Maark Abbott, on 21 January 2023 - 08:20 AM, said:
That's all they are and all they will be - a novelty. A computer program mashing two things that someone fed it together cannot be creative, will never have the capacity to be creative. You might get some amusing noise, but it's the Shakespeare's Monkeys at Typewriters scenario.
Again, that's not how generative neural networks work: they're not 'mashing two things that someone fed it'. They're learning the underlying patterns to generate novel examples from (generally) noise. Typically they effectively infer what constituent properties are significant (for example, in visual art brightness or weirdness, as well as many less human explicable properties or patterns), treat each property as a dimension, and construct an n-dimensional latent space (for Stable Diffusion it's > 500 dimensional).
But you did identify two obvious ways it can be creative: through randomization within the bounds of a style or genre, and by combining different styles or genres.
If trained on the creative evolution of a specific style, it can continue that creative evolution. It can also learn from a wide variety of genres to construct a general space of human 'musical possibility'. So instead of being uniformly random, it can randomize in a way that fits the inferred trajectory through its space of musical possibility.
Computers are so fast now that the problem isn't so much randomly generating the complete works of Shakespeare---in a world where Shakespeare never existed---as it is recognizing that it has. One option is to put vast quantities out into the world and have people rate them, explicitly or implicitly, and then train on that feedback.
More generally, neural networks can approximate any optimization function based on the training data. So they can be optimized for any measure of 'creativity' as applied to patterns inferred from the training data. (For example, neural network based chess computers excel at creativity, coming up with effective moves no human would have thought of. They do this partly by playing against each other a large number of times, with the optimization essentially being 'win'.)
However, they may be limited by what is included in the training data. Ironically this might exclude new technologies or aural aspects of human experience that have yet to be incorporated. Though given wide enough variety---including exposure to a wide range of aural phenomena that humans have liked in the past---it could infer much of the space of possible sounds that humans might like, or might want to incorporate in music (as so many already have with the integration of samples, noise art, chanted, declaimed, or spoken parts, etc.).

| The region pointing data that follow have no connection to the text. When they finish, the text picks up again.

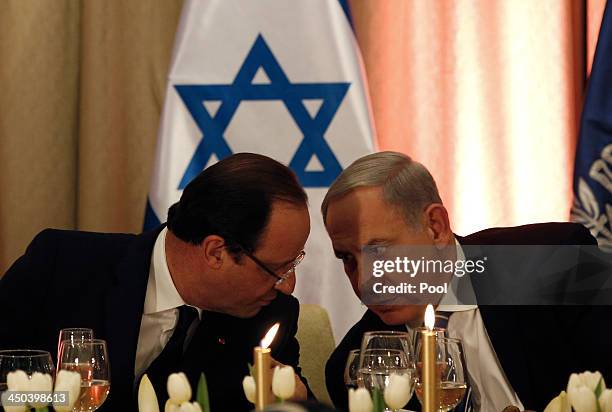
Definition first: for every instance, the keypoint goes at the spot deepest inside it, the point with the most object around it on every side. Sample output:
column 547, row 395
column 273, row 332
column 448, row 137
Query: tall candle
column 262, row 356
column 428, row 356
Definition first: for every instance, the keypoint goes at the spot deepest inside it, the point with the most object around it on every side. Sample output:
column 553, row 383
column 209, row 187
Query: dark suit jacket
column 95, row 280
column 538, row 346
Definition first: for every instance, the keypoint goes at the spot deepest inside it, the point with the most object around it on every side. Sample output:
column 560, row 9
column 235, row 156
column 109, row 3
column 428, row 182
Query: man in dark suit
column 230, row 246
column 515, row 355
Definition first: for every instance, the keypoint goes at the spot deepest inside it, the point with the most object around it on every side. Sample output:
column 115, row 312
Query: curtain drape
column 82, row 87
column 486, row 93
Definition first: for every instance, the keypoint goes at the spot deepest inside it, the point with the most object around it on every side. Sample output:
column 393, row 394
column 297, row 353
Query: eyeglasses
column 286, row 274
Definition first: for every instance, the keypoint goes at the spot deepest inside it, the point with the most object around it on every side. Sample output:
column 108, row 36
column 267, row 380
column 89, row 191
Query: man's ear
column 213, row 251
column 438, row 224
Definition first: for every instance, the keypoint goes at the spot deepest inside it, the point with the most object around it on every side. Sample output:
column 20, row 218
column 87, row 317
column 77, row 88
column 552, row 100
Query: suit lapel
column 124, row 313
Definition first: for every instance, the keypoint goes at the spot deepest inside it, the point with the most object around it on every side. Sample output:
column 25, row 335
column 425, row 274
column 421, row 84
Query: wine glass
column 388, row 340
column 73, row 335
column 450, row 365
column 351, row 371
column 90, row 359
column 377, row 365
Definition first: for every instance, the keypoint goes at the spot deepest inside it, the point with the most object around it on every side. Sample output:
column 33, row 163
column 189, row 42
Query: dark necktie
column 465, row 405
column 169, row 359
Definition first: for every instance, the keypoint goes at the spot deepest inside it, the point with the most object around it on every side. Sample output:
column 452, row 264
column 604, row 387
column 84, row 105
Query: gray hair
column 406, row 184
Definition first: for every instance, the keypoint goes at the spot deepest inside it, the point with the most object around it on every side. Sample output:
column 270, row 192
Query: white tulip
column 171, row 407
column 67, row 381
column 179, row 389
column 190, row 407
column 605, row 401
column 147, row 400
column 583, row 399
column 248, row 385
column 283, row 382
column 41, row 382
column 18, row 381
column 397, row 393
column 359, row 400
column 588, row 379
column 559, row 404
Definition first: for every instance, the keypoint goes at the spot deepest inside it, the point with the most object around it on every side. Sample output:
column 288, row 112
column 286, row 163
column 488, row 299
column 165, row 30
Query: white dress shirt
column 160, row 313
column 491, row 390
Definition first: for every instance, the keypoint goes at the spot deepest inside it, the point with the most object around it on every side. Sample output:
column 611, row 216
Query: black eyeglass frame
column 279, row 278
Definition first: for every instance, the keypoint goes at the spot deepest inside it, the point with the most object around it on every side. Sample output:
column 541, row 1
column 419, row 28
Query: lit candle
column 428, row 356
column 263, row 381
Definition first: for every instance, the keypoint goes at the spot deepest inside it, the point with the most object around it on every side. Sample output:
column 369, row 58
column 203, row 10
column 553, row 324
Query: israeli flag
column 279, row 78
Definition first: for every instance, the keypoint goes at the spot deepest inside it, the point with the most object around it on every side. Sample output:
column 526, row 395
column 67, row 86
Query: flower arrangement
column 395, row 396
column 586, row 392
column 179, row 395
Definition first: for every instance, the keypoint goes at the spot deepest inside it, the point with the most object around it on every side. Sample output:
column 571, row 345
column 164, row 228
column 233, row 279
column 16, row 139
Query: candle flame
column 430, row 317
column 267, row 340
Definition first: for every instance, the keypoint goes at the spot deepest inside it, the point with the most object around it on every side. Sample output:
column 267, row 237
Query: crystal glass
column 351, row 371
column 73, row 335
column 90, row 359
column 29, row 361
column 450, row 364
column 377, row 365
column 386, row 352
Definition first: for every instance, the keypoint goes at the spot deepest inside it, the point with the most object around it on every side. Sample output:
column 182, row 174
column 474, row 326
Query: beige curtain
column 82, row 87
column 486, row 93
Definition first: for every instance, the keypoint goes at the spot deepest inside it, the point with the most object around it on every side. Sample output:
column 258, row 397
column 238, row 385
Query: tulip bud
column 248, row 385
column 605, row 400
column 190, row 407
column 171, row 407
column 283, row 382
column 41, row 382
column 397, row 393
column 583, row 399
column 18, row 381
column 359, row 400
column 147, row 400
column 179, row 389
column 67, row 381
column 559, row 404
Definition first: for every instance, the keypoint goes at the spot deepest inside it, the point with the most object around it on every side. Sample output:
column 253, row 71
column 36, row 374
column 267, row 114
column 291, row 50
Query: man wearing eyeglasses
column 195, row 295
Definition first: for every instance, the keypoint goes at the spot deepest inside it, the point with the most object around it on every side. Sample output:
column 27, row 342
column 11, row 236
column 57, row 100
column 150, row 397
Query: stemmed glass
column 351, row 371
column 377, row 365
column 450, row 364
column 90, row 359
column 384, row 353
column 73, row 335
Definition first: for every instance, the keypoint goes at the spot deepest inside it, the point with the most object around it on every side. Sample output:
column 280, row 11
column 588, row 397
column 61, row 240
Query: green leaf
column 378, row 400
column 202, row 395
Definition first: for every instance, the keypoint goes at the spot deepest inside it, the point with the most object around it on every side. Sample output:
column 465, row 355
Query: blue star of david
column 279, row 88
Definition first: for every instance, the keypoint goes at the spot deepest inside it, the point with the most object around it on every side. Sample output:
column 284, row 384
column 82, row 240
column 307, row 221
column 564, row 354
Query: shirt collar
column 161, row 292
column 460, row 290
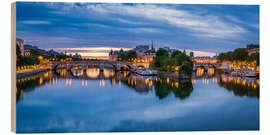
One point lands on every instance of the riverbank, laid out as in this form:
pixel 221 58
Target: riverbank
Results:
pixel 30 73
pixel 172 75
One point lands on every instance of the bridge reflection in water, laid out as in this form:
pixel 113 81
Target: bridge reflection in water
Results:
pixel 161 86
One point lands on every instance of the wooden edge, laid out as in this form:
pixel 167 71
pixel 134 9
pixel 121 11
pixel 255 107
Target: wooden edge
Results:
pixel 13 67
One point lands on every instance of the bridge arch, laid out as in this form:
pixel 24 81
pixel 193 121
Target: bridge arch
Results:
pixel 125 67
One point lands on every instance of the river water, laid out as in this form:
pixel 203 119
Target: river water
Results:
pixel 105 101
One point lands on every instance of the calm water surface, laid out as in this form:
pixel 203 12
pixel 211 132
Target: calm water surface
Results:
pixel 103 101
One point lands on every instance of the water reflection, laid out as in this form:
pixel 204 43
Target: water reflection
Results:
pixel 110 101
pixel 161 86
pixel 240 86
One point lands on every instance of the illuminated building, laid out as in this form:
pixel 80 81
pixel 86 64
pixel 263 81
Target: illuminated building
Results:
pixel 191 54
pixel 20 44
pixel 27 52
pixel 252 48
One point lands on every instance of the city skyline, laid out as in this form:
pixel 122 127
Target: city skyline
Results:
pixel 211 28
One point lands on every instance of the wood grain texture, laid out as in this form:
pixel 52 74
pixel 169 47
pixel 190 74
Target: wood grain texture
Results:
pixel 13 67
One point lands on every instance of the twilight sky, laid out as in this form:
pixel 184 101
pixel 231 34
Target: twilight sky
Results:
pixel 213 28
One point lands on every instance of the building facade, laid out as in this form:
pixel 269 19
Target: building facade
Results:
pixel 252 48
pixel 20 44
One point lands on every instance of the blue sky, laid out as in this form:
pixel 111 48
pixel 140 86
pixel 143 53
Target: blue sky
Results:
pixel 213 28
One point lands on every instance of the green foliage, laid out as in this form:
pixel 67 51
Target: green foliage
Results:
pixel 186 69
pixel 127 56
pixel 164 62
pixel 239 54
pixel 254 57
pixel 27 60
pixel 18 51
pixel 182 91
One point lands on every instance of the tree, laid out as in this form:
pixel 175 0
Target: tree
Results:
pixel 240 54
pixel 254 57
pixel 186 69
pixel 127 56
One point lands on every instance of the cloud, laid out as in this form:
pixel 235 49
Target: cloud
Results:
pixel 128 21
pixel 35 22
pixel 198 25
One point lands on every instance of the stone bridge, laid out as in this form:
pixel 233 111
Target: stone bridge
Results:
pixel 116 65
pixel 205 65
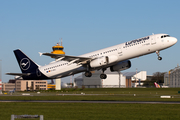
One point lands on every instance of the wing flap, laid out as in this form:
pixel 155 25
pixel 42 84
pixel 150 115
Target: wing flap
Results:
pixel 68 58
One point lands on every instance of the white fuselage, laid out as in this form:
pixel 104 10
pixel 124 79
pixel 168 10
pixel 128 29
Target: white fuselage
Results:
pixel 117 53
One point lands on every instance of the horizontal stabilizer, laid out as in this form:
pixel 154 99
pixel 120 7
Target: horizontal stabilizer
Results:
pixel 19 74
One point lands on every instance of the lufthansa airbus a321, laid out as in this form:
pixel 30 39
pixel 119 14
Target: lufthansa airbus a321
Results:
pixel 116 58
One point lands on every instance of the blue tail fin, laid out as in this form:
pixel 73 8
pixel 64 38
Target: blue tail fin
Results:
pixel 25 63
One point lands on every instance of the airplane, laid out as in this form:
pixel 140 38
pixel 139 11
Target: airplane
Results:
pixel 12 91
pixel 116 58
pixel 157 85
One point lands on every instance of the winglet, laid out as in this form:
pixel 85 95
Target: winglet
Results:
pixel 40 53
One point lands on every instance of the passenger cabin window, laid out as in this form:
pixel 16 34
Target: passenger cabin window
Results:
pixel 165 36
pixel 57 48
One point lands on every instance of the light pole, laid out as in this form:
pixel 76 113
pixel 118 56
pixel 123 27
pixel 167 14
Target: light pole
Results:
pixel 0 78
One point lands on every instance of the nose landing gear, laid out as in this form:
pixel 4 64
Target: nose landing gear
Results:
pixel 103 76
pixel 159 57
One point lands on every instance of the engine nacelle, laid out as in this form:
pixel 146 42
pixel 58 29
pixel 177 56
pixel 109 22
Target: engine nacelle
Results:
pixel 99 62
pixel 121 66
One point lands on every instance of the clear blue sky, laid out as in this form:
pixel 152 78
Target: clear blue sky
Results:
pixel 86 25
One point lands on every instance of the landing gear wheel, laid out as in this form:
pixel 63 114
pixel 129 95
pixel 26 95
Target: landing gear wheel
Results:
pixel 159 58
pixel 103 76
pixel 88 74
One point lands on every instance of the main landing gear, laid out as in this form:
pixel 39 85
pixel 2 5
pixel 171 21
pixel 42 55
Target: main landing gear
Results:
pixel 159 57
pixel 102 75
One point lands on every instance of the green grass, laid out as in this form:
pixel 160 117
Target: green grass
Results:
pixel 91 111
pixel 114 94
pixel 95 111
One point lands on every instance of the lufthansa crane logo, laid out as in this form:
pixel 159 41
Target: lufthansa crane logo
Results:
pixel 25 64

But actually simulating even a single human brain with anything approaching full accuracy is beyond the scope of current computers. So is simulating the whole of human culture and experience as it changes through time. However, how much actually 'needs' to be simulated to effectively predict what humans will like is an open question. Again though, AI can dynamically adapt to changes in taste by receiving feedback from humans on its ongoing releases---what people listen to (and continue listening to) or rate highly, etc.